Life in the Modern World Implies Arbitration
I pondered this situation. Just the very act of getting cellular service, cellular calling, and cellular Internet removes from you a legal right you had since birth. These communication methods have become fundamental to getting work, contacting folks in an emergency, interacting with government services, and handling a range of matters of importance before we even touch entertainment, social media, and the like. You cannot escape arbitration.
Looking for Another Choice
The automatic arbitration in the mobile service agreement (prepaid, no-contract at that) bothered me. Then, I decided to go back to the store and get a different device that didn’t have this legal feature. Not a single one that I looked at from major providers came without binding arbitration. I then realized that both the previous devices I had used, a mobile hotspot and a flip phone, subjected me to arbitration without my consent. I could not avoid it. I was in it.
Reconsidering Arbitration Avoidance
I was 100% prepared in that other situation I spoke about in the beginning to make a decision to avert waiving rights I had under the US Constitution.

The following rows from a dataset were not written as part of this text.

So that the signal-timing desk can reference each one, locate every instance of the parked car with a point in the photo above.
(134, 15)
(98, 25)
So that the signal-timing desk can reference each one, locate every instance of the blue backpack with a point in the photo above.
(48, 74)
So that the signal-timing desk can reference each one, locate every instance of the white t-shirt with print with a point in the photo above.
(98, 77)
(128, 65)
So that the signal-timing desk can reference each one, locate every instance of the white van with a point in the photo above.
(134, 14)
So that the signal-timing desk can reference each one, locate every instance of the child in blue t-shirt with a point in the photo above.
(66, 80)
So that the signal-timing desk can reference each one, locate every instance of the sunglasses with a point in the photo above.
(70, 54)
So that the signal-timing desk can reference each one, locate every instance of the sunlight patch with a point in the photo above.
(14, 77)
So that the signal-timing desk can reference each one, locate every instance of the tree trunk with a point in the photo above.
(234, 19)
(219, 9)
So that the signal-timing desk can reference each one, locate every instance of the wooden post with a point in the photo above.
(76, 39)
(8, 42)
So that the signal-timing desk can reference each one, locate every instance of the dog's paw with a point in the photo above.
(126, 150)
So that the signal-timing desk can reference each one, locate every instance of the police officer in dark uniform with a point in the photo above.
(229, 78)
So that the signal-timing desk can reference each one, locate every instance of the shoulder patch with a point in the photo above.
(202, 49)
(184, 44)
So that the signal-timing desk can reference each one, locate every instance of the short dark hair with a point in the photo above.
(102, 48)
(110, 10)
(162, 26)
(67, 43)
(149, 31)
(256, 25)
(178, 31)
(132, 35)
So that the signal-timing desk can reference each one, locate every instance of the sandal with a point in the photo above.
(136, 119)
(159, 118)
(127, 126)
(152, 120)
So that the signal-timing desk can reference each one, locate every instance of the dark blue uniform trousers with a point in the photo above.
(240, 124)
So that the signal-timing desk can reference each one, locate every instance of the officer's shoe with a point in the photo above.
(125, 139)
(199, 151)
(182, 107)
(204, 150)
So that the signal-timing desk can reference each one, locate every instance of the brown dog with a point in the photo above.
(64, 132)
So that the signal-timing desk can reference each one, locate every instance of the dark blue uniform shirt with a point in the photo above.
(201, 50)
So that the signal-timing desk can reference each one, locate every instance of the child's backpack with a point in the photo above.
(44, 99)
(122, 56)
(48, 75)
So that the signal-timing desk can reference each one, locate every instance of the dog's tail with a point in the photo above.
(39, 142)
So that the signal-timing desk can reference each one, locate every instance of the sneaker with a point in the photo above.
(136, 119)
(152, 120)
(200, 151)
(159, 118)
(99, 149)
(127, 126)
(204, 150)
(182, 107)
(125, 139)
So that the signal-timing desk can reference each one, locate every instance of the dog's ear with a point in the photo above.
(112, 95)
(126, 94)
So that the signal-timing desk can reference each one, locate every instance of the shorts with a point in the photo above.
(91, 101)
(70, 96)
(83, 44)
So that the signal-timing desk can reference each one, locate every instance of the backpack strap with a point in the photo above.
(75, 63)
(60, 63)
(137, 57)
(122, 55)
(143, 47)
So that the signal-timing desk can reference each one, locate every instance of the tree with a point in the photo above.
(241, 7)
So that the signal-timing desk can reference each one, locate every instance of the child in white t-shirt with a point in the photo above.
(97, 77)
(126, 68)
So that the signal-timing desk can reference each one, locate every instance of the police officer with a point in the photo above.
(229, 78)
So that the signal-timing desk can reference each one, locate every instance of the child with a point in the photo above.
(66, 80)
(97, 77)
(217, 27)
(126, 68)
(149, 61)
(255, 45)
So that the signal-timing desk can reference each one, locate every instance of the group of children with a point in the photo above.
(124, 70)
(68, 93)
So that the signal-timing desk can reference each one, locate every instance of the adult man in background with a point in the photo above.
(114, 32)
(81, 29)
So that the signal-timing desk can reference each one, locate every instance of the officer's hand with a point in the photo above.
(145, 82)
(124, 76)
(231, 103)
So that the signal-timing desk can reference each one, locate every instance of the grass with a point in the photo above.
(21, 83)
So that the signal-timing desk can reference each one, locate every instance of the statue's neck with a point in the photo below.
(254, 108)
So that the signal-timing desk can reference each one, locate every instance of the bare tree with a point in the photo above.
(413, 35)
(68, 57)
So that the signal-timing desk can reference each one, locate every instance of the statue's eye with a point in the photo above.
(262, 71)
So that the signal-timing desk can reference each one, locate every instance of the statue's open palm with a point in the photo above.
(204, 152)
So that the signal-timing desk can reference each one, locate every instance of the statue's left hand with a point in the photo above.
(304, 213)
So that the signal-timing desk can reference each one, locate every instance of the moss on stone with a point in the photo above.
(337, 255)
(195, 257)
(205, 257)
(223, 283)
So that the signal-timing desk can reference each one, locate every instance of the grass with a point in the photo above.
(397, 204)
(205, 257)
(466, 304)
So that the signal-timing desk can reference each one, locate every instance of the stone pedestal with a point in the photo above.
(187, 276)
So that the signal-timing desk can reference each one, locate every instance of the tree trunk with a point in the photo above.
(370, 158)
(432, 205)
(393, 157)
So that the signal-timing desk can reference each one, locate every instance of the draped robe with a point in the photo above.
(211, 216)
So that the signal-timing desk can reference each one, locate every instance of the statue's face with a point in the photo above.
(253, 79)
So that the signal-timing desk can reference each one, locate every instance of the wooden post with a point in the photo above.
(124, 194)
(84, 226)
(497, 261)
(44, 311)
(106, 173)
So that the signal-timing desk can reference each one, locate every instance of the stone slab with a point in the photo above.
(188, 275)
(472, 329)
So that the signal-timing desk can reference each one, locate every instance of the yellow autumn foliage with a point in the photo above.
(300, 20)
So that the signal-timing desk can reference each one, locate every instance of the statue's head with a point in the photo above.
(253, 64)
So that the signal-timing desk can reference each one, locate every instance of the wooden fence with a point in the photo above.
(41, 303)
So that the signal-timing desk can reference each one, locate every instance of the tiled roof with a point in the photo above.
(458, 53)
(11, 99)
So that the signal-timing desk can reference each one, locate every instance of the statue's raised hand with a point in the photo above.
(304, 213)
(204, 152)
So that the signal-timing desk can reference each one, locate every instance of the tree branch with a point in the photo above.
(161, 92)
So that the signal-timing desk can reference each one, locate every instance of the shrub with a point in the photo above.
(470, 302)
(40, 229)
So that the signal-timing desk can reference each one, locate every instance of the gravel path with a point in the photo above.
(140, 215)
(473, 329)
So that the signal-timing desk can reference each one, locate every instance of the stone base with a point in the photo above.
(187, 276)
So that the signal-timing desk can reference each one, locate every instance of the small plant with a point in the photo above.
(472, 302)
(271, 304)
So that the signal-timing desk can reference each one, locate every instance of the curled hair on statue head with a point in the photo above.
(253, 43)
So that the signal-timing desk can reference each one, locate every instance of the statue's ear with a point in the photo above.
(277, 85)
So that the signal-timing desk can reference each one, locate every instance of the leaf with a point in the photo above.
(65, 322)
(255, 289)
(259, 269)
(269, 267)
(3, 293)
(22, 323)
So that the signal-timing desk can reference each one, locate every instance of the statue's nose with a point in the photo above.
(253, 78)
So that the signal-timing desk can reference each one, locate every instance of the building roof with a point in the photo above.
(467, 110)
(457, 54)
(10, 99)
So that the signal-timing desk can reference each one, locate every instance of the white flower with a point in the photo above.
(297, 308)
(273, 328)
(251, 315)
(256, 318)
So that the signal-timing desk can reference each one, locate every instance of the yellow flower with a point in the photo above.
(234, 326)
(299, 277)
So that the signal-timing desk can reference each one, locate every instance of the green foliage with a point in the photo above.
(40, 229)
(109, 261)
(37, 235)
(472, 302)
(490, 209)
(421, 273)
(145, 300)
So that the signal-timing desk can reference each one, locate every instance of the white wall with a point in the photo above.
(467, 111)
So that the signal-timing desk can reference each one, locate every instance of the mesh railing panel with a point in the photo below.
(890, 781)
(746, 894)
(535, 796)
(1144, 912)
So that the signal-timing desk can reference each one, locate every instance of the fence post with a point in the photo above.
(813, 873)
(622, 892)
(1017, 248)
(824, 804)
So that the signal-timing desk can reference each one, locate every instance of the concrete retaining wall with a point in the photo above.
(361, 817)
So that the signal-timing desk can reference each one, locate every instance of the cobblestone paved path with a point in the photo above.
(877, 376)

Rights that I was born with. Unfortunately, my continued participation in modern life has made that impossible. Now, it would be hypocritical of me to act any different from my peers who decided that being governed under mandatory, binding arbitration was not a big deal.
Arbitration is a Fact of Life
A new realization has taken hold in my mind. I was raised in the Southern US many years ago to see my life as defined by the Bill of Rights and the US Constitution. To view citizenship in the traditional patriotic way of being free, having rights, and a government that ensures they are upheld. Loopholes were discovered in that social contract and the reality of citizenship is shifting in a direction that is not what it was. Those of us raised to see things differently, will simply have to adjust and move forward.
This matter changes people’s relationship with institutions. It changes what it means to be a participant in civil society. The list goes on. No, it doesn’t seem that way at first, but if the US Constitution is truly a guide for society, waiving your rights means that your standing in society does change. One day, that could be very important.